Vente de données médicales: un organisme se défend

QUÉBEC — Un organisme éclaboussé dans la controverse sur l’accès éventuel des pharmaceutiques aux données médicales confidentielles des Québécois riposte.

Precinomics assure qu’il n’a pas l’intention de donner ou vendre les renseignements confidentiels des Québécois aux entreprises pharmaceutiques.

Son représentant, le Dr Jean-Claude Tardif, a répondu aux allégations qui ont été publiées dans des médias vendredi. Selon un quotidien de Québec, son organisme a été mis sur pied pour regrouper des intervenants public et privés en vue de partager ces données avec des entreprises pharmaceutiques.

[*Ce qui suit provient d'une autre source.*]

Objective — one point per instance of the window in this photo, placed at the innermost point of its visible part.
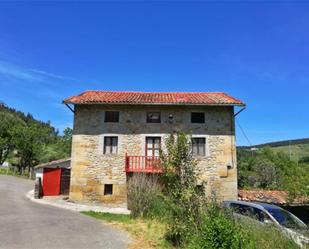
(108, 189)
(153, 117)
(153, 145)
(198, 146)
(111, 117)
(197, 117)
(110, 145)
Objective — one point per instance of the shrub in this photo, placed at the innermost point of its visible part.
(143, 195)
(218, 231)
(185, 198)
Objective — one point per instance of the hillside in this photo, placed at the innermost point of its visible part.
(26, 141)
(295, 149)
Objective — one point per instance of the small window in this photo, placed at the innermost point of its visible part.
(153, 117)
(111, 117)
(197, 117)
(110, 145)
(108, 189)
(198, 146)
(153, 145)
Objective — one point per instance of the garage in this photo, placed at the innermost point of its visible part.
(54, 177)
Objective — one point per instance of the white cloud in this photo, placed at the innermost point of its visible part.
(51, 75)
(15, 71)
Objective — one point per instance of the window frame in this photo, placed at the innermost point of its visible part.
(108, 189)
(109, 112)
(153, 149)
(197, 122)
(105, 144)
(198, 154)
(149, 120)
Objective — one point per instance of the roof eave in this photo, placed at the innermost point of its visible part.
(155, 104)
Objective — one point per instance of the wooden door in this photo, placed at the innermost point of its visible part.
(51, 181)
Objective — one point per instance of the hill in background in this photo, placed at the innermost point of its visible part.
(295, 149)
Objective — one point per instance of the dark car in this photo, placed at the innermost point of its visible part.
(271, 214)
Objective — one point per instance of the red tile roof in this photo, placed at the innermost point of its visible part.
(164, 98)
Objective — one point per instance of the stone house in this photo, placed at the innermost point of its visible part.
(118, 133)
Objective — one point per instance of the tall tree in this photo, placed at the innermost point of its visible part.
(8, 124)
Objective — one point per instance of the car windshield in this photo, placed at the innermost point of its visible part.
(286, 219)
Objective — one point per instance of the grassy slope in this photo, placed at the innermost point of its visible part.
(297, 151)
(146, 233)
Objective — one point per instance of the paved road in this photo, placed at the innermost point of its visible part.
(24, 224)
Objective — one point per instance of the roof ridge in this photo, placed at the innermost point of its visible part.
(119, 91)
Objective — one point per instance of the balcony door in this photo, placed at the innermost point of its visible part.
(153, 145)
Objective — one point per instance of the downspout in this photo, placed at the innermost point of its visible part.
(233, 144)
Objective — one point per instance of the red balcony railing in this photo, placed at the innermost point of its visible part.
(146, 164)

En entrevue avec La Presse canadienne, il a assuré que l’organisme travaille avec des données de patients qui ont déjà signé des formulaires de consentement ainsi qu’avec des données fictives. Precinomics collabore avec l’Institut de cardiologie de Montréal, où le Dr Tardif pratique.

«Il n’y a pas eu de données des Québécois transférées par la Régie de l’assurance maladie (RAMQ), a-t-il expliqué dans un entretien téléphonique. Il n’y a jamais eu de données vendues et il n’y en aura jamais de notre part. Il n’a jamais été question de vendre des données à des compagnies.»

Precinomics est une société sans but lucratif qui tente d’«aider le Québec à utiliser ses données à bon escient pour créer de la richesse au Québec», a résumé le médecin.

Réaction de Legault

«Ce ne sont pas des données de la RAMQ», a renchéri le premier ministre François Legault, en conférence de presse vendredi à L’Assomption.

«Ce sont des données de l’Institut de cardiologie, pour l’Institut de cardiologie, pis c’est contrôlé par l’Institut de cardiologie. Donc l’Institut de cardiologie utilise les données de ses patients pour mieux soigner les Québécois.»

Il a dit avoir rencontré le Dr Tardif, qui «fait un travail extraordinaire pour découvrir de nouveaux médicaments, de nouveaux traitements».

Usage des données

Le médecin a expliqué à quoi peuvent servir des données médicales en «médecine personnalisée» ou «médecine de précision», une discipline qui progresse depuis une vingtaine d’années.

«Au lieu de donner le même médicament à un grand nombre de patients, on va mieux cibler l’ordonnance, en fonction du profil génétique des patients. (…) On pourrait ainsi réduire les coûts pour le système de santé en donnant le médicament à des patients qui en bénéficient.»

En outre, si on peut ainsi découvrir de «nouvelles cibles de médicaments», elles pourraient être «brevetées et valorisées» en fondant des entreprises de biotechnologie au Québec, a-t-il fait valoir.

À l’origine, cette controverse est née des révélations du ministre de l’Économie, Pierre Fitzgibbon, en commission parlementaire la semaine dernière: il projette de monnayer les données confidentielles des particuliers recueillies par la RAMQ afin d’attirer ici les investissements des entreprises pharmaceutiques.

Jeudi, le premier ministre Legault avait affirmé qu’il n’y avait pas encore de projets ou de demandes en ce sens.

Québec solidaire

Selon Québec solidaire (QS), la Coalition avenir Québec (CAQ) est en train de «tout mettre sous le tapis» et de «cacher ce qui est en train de se passer».

«Il y a quelqu’un là-dedans qui ment, a déclaré le porte-parole de QS en matière de santé, Sol Zanetti, en conférence de presse à l’Assemblée nationale. La question, c’est: qui ment?»

Il réclame une commission parlementaire pour faire la lumière sur les tractations en cours et étudier les implications d’un tel projet, qu’il juge dangereux.

À son avis, les entreprises pharmaceutiques, qu’il qualifie de «Big Pharma», sont des «machines à faire de l’argent» et elles ne sont pas de bonne foi.

«Une fois qu’on va donner ces données-là à (…) des multinationales, on perd irréversiblement le contrôle dessus, a-t-il conclu. Et puis ces compagnies, elles ne sont jamais toutes seules dans leur holding. Est-ce que des compagnies d’assurance liées à ça vont utiliser les données pour facturer plus cher à certaines personnes dans certains quartiers des choses?»